Presiden Prabowo menyatakan perhatian pemerintah tidak hanya diberikan kepada usulan dari kalangan profesor atau akademisi, tetapi juga kepada masyarakat di daerah yang menyampaikan aspirasi melalui media sosial.
“Jangankan usul dari profesor, usul dari anak di desa yang sampai langsung ke saya lewat TikTok pun segera saya tindak lanjuti,” katanya.
Ia menambahkan, banyak gagasan penyelesaian masalah diperoleh dari berbagai elemen masyarakat. Karena itu, pemerintah berupaya membangun budaya yang terbuka terhadap kritik dan masukan.
“Negara yang sukses adalah negara yang berani mengetahui kekurangan, mencari persoalan, lalu mengatasinya,” ujarnya.
Menteri Sekretaris Negara, Prasetyo Hadi, menyampaikan bahwa pemerintah membuka ruang dialog terhadap berbagai masukan yang disampaikan masyarakat melalui mekanisme yang konstitusional.
“Pemerintah menghormati hak masyarakat untuk menyampaikan pendapat dan akan menindaklanjuti setiap masukan yang disampaikan melalui mekanisme yang berlaku,” katanya.
Prasetyo menambahkan bahwa Presiden Prabowo Subianto secara konsisten mengarahkan seluruh jajaran pemerintah untuk membangun komunikasi yang terbuka dengan masyarakat. Ia menilai dialog yang konstruktif menjadi kunci dalam mencari solusi atas berbagai persoalan yang berkembang.
“Arahan Presiden jelas, seluruh aspirasi masyarakat harus didengar dan dijadikan bahan evaluasi dalam penyempurnaan kebijakan,” tegasnya.

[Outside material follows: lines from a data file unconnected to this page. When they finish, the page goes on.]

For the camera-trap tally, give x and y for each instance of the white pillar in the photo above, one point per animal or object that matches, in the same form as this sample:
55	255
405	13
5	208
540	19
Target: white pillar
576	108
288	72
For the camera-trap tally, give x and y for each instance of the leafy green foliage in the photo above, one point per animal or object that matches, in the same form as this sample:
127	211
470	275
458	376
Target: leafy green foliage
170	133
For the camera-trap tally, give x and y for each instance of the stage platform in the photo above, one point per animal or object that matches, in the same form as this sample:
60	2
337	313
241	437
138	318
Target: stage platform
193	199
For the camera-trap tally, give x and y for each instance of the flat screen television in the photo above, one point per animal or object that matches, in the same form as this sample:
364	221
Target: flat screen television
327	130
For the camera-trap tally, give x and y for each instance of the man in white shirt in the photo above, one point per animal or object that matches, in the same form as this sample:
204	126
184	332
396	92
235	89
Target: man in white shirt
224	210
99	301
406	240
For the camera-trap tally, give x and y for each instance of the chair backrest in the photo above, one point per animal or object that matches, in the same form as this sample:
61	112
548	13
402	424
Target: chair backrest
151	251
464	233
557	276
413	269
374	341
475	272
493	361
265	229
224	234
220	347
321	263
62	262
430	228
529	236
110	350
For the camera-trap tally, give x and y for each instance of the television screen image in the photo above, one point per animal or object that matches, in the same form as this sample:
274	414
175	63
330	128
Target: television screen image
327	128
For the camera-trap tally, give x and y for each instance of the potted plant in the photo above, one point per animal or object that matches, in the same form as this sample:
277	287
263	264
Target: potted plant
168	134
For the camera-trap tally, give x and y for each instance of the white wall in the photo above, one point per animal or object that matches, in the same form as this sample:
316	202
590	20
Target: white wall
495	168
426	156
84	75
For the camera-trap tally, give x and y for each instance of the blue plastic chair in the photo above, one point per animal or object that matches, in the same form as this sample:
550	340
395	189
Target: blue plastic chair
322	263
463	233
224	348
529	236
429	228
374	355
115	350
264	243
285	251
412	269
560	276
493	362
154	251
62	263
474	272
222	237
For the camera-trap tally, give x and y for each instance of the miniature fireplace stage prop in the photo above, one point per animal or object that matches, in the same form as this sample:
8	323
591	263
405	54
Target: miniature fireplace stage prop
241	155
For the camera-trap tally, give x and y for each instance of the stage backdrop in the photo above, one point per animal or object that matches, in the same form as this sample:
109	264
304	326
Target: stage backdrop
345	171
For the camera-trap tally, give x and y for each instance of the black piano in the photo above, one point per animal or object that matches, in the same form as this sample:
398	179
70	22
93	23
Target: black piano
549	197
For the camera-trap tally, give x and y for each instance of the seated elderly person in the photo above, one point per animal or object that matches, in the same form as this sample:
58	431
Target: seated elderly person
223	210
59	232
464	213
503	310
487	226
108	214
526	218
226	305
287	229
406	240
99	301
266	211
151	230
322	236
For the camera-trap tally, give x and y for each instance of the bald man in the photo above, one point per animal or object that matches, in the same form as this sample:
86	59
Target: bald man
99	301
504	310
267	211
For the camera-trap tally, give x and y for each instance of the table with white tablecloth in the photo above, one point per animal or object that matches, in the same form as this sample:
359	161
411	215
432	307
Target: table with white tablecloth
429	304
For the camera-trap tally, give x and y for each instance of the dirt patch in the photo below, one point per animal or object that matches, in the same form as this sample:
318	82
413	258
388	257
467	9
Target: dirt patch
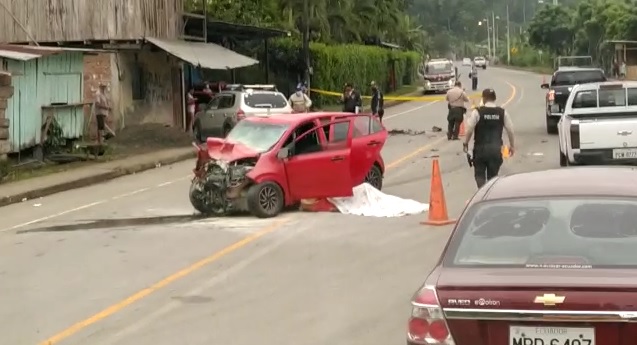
405	132
148	137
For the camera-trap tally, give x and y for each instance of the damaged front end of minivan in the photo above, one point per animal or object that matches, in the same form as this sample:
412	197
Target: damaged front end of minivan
219	186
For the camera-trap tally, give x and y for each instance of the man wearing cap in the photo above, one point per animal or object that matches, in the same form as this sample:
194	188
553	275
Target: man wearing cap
378	102
299	101
102	109
486	123
351	99
456	99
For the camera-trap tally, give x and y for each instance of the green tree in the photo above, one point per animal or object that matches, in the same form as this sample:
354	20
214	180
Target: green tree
551	29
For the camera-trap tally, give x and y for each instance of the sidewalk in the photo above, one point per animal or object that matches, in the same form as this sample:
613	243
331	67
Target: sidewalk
15	192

Kapolri, Jenderal Polisi Listyo Sigit Prabowo, menegaskan bahwa Kepolisian menjamin hak masyarakat untuk menyampaikan pendapat secara damai sesuai ketentuan yang berlaku. Aparat keamanan, lanjutnya, mengedepankan pendekatan humanis sekaligus menjaga agar pelaksanaan aksi tidak mengganggu ketertiban umum maupun aktivitas masyarakat lainnya.

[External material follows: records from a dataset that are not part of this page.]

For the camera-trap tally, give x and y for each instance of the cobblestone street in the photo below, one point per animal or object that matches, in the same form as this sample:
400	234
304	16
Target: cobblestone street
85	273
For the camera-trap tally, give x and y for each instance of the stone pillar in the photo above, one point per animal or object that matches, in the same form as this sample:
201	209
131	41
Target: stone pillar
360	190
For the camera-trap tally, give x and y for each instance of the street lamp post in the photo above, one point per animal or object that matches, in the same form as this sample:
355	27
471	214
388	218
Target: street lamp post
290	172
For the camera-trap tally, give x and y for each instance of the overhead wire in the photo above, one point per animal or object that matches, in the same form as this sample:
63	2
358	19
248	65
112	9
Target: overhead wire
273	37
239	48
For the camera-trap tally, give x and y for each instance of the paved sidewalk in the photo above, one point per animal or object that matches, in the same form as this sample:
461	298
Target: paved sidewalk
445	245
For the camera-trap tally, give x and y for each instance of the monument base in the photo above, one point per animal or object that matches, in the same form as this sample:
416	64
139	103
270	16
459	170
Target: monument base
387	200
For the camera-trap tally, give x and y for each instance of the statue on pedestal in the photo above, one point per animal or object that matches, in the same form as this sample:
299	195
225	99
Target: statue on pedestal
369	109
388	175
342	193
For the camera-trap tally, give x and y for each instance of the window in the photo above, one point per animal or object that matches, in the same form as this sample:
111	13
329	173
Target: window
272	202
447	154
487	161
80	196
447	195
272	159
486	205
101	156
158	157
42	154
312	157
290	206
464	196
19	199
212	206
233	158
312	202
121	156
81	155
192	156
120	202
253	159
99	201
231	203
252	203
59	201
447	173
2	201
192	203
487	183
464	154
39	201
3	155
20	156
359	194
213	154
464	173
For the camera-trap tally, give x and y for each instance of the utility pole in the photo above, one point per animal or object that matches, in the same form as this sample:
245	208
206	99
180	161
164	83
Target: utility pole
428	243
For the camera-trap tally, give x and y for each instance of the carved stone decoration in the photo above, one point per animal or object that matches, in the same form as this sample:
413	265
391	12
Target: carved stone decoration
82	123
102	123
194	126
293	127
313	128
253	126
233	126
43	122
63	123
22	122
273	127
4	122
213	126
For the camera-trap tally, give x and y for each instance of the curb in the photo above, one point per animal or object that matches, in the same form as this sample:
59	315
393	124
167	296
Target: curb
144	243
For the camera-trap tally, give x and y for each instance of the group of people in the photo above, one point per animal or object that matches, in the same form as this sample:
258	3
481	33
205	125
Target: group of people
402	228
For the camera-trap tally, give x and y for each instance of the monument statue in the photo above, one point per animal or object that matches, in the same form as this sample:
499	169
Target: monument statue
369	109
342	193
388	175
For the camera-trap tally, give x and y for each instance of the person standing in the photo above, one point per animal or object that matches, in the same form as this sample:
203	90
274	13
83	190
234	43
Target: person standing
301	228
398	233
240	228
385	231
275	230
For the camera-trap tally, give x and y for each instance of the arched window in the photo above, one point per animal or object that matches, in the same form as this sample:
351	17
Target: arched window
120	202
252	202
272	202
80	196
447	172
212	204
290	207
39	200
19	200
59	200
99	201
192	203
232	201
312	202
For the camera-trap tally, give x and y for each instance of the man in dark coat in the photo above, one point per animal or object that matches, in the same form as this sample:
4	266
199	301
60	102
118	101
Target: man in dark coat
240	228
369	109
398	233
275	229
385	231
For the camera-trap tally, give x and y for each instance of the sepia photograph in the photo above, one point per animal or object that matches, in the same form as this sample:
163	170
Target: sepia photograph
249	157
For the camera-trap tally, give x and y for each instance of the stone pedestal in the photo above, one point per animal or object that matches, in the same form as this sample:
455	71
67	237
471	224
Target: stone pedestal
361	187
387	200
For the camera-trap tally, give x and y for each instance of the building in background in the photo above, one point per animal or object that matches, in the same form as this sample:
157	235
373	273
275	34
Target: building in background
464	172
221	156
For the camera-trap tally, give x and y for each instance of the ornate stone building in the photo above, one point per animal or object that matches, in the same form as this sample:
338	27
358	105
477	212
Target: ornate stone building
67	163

“Kami akan mengawal setiap penyampaian aspirasi secara profesional, humanis, dan sesuai ketentuan hukum yang berlaku,” ujarnya.
Listyo Sigit juga mengimbau seluruh peserta aksi untuk menjaga ketertiban, menghormati hak pengguna jalan, serta tidak mudah terprovokasi oleh pihak-pihak yang berupaya menciptakan gangguan keamanan. Menurutnya, sinergi antara peserta aksi, aparat keamanan, dan masyarakat menjadi faktor penting dalam menjaga situasi tetap kondusif.
“Mari bersama-sama menjaga keamanan dan ketertiban sehingga penyampaian aspirasi dapat berlangsung aman dan damai,” tuturnya.
Melalui sinergi antara pemerintah, aparat keamanan, dan seluruh elemen masyarakat, iklim demokrasi yang sehat diharapkan terus terpelihara. Komitmen untuk mendengar aspirasi publik sekaligus menjaga stabilitas nasional menjadi bagian penting dalam mewujudkan pembangunan yang inklusif dan berkelanjutan.